Measurements from OCO-2

This is what carbon dioxide, CO2, looks like from space.

This image represents the first results from NASA’s Orbiting Carbon Observatory-2 (OCO-2). Launched this past July, the satellite is in orbit around the Earth, monitoring global carbon fluxes from both natural and human causes.

The original Orbiting Carbon Observatory experienced a launch failure in 2009—thus the “2” in the new satellite’s title—and though the scientific portion for the new spacecraft is only two months in on a two-year mission, scientists presenting at last week’s American Geophysical Union (AGU) meeting in San Francisco are very excited about the data and forthcoming observations.

The satellite collects hundreds of thousands of measurements across a narrow swath of Earth each day and the key to these observations is precision and accuracy.
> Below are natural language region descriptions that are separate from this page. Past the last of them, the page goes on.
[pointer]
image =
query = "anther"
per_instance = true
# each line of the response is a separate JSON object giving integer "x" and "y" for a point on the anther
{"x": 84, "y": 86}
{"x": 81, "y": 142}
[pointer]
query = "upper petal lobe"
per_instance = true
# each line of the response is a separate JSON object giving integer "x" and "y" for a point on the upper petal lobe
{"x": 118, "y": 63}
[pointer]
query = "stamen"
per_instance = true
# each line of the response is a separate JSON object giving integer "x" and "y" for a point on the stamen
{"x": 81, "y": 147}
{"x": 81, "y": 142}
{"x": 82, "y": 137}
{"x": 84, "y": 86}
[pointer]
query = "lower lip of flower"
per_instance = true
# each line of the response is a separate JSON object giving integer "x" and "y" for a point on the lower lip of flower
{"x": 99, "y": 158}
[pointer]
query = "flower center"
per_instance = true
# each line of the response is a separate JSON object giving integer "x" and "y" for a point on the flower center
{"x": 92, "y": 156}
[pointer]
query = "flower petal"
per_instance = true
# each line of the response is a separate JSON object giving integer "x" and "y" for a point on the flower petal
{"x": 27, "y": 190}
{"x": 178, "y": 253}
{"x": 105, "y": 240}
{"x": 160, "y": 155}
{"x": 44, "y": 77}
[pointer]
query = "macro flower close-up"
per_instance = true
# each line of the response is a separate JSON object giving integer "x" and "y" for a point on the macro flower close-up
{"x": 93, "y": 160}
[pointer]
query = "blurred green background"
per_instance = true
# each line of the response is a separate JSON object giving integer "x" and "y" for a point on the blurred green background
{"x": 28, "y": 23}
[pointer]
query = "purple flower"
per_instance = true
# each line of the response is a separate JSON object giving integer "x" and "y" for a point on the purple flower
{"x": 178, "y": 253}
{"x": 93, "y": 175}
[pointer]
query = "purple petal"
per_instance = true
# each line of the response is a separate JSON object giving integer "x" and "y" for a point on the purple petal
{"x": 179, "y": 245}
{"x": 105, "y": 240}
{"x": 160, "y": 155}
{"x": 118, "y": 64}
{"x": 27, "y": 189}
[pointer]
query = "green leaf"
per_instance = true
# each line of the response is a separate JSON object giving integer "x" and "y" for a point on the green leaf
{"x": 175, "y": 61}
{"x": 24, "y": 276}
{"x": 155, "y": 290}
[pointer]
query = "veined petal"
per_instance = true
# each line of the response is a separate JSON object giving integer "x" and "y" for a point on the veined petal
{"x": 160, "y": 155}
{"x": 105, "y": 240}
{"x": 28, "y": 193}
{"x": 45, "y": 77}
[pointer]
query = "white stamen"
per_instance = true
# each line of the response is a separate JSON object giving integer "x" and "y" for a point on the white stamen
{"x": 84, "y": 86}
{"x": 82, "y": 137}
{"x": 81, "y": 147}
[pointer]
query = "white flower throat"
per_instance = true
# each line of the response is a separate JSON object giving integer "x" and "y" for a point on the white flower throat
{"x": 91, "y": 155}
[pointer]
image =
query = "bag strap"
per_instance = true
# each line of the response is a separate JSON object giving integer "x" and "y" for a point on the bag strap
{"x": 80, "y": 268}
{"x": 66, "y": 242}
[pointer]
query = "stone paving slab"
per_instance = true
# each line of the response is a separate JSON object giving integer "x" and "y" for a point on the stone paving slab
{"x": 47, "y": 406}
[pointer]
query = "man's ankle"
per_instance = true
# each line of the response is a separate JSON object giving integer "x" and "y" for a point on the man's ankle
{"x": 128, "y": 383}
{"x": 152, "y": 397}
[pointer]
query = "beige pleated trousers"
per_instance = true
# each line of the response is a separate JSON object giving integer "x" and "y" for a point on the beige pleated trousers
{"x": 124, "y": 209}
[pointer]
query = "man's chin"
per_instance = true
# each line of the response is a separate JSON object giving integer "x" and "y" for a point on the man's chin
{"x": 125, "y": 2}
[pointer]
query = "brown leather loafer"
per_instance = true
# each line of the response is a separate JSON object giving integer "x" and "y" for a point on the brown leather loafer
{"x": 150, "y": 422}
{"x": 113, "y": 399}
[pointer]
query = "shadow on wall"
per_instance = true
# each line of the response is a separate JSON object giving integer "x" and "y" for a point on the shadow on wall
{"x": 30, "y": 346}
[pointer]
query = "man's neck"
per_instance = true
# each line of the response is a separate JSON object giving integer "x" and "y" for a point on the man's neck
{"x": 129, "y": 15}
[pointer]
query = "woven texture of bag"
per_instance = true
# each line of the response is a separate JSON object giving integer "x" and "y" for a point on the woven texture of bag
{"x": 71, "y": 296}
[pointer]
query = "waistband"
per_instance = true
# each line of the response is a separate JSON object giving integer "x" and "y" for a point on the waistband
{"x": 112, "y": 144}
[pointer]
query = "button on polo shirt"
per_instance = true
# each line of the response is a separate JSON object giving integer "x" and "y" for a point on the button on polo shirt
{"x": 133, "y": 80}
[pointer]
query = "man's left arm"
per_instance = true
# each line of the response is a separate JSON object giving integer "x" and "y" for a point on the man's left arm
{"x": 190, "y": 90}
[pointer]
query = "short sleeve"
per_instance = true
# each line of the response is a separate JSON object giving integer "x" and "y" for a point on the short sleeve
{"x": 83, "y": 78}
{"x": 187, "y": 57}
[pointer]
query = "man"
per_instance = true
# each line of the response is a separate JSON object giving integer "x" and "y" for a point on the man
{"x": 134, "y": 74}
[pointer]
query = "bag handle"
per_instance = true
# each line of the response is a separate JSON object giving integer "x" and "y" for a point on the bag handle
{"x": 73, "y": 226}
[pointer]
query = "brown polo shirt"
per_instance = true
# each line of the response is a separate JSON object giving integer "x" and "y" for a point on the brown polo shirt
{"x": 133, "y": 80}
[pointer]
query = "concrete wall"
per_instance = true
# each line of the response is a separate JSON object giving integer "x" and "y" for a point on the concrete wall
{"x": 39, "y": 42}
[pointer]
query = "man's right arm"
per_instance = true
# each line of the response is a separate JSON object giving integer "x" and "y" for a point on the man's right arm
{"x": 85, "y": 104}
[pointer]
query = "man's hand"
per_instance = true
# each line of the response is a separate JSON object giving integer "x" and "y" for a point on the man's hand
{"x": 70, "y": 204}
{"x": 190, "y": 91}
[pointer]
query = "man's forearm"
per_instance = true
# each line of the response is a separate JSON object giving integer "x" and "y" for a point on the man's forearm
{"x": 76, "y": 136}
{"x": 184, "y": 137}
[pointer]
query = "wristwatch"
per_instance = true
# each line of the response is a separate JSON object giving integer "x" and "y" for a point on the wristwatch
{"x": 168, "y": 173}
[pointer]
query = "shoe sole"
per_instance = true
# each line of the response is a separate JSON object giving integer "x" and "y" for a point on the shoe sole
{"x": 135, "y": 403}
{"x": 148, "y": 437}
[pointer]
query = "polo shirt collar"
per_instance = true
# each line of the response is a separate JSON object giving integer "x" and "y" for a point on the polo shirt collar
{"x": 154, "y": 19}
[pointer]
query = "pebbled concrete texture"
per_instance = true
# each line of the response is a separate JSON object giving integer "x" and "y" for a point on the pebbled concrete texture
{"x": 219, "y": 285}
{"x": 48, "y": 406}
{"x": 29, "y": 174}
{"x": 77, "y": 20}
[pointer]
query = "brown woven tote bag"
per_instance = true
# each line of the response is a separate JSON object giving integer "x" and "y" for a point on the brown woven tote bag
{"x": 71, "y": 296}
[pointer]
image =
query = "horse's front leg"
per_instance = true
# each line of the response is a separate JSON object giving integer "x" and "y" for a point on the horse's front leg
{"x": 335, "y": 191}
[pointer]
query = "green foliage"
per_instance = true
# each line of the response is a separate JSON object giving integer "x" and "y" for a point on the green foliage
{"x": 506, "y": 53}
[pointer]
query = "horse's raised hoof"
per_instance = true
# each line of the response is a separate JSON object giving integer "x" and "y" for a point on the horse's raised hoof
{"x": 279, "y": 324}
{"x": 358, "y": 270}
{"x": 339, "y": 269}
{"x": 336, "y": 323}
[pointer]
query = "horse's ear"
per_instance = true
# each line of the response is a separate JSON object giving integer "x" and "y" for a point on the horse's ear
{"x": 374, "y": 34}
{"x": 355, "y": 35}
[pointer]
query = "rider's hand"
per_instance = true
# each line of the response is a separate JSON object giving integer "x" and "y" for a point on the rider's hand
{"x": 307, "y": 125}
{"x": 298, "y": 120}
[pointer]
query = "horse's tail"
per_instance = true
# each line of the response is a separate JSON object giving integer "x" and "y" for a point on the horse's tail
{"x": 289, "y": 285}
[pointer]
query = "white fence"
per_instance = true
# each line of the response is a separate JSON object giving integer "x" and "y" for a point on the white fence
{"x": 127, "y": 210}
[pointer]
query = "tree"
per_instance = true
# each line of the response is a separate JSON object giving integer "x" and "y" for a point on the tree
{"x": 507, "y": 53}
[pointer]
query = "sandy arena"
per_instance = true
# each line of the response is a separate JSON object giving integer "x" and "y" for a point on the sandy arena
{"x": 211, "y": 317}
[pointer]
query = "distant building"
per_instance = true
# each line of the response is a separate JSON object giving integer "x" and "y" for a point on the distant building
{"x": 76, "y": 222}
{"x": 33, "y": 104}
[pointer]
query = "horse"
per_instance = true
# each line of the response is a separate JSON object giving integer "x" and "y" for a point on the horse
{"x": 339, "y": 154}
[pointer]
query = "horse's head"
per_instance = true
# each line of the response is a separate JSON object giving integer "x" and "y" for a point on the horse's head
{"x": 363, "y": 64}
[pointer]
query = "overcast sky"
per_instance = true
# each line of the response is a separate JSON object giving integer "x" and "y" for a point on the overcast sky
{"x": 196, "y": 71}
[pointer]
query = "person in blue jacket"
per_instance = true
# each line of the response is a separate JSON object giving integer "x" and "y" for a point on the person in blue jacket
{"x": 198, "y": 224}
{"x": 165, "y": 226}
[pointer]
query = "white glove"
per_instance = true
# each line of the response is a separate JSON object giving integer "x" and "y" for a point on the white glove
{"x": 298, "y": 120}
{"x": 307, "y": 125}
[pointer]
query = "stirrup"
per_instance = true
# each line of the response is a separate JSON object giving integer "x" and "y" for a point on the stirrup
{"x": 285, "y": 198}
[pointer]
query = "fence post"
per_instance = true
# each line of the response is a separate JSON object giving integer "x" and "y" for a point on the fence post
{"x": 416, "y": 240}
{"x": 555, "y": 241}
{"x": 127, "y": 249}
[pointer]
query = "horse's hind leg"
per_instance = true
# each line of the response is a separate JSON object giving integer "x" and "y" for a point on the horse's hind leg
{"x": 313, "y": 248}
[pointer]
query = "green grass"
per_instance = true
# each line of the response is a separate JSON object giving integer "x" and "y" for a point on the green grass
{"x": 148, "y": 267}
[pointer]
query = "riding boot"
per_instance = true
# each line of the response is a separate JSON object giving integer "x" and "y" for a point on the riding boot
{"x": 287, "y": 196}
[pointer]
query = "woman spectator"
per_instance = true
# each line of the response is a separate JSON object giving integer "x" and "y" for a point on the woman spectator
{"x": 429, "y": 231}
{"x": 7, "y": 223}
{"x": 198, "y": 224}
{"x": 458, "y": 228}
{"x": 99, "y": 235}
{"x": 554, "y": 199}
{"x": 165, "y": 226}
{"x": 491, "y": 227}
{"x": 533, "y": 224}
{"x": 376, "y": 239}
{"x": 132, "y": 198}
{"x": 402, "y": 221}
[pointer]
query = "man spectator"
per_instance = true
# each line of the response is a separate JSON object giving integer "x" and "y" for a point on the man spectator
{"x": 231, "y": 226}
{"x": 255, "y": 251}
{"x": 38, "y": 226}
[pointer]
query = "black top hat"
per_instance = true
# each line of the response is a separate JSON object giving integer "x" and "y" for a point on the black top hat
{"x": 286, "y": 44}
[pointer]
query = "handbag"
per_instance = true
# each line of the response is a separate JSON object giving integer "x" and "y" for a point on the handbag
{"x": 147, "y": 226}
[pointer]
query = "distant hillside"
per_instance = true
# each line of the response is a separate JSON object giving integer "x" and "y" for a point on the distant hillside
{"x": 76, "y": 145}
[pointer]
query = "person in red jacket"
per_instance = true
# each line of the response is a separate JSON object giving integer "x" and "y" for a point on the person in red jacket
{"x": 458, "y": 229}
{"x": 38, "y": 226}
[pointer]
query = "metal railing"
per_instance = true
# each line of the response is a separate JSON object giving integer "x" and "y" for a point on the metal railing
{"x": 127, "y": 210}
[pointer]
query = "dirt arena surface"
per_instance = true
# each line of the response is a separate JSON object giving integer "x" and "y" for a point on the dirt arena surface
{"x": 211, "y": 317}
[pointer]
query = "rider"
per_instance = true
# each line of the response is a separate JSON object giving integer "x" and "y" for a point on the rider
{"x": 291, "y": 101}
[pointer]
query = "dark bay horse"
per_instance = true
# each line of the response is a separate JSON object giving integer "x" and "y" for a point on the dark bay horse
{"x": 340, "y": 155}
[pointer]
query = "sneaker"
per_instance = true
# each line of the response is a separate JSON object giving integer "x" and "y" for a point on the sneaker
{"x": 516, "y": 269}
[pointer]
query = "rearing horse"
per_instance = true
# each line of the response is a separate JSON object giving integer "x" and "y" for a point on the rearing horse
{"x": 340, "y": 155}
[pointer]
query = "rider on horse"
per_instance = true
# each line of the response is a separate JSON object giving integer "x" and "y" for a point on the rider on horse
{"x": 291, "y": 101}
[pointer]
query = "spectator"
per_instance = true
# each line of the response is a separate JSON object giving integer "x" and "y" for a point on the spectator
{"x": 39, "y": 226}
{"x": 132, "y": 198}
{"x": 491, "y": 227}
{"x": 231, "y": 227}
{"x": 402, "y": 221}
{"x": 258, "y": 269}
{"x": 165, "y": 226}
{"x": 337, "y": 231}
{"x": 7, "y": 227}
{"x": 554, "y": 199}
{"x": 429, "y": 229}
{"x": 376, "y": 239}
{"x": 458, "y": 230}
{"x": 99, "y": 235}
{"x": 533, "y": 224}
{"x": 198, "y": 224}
The satellite is expected to sense CO2 levels at an accuracy of to one-to-two parts per million, giving an incredibly detailed picture of our atmosphere, and ultimately, the health of our planet. The data the OCO-2 team collects will also help tease out sources of CO2 emissions, from natural processes, to industry, to biomass burning.

Much of these first months have been focused on testing the equipment onboard OCO-2. The satellite initially took detailed measurements in locations with excellent ground-based CO2 sensors, and the team is now calibrating the equipment and rewriting algorithms to make sure that OCO-2 returns the most accurate data possible.

In addition, another sensor on board OCO-2 measures solar-induced chlorophyll fluorescence. The instrument can measure the CO2 that plants uptake as part of photosynthesis. During this process, plants also release oxygen, fluorescing brightly enough to be visible from space and observable by OCO-2. Understanding the roles that plants—both natural and agricultural—play in the carbon cycle can help the scientists get a better idea of what’s going on in the atmosphere.

In the image below of fluorescence data taken from August through October of this year, the transition from the growing season to the dormant season in the northern hemisphere is quite obvious, with greater fluorescence, greater carbon uptake, and less emissions. A constant pattern over the rainforests of the world also is evident. (And more information on this map can be found here.)

The team is excited to really put OCO-2 to work over the coming months, noting that although there will be early data released at the end of the month, data coverage, precision, and resolution will improve with time and will provide key data and accurate measurements of carbon dioxide—and our planet’s warming.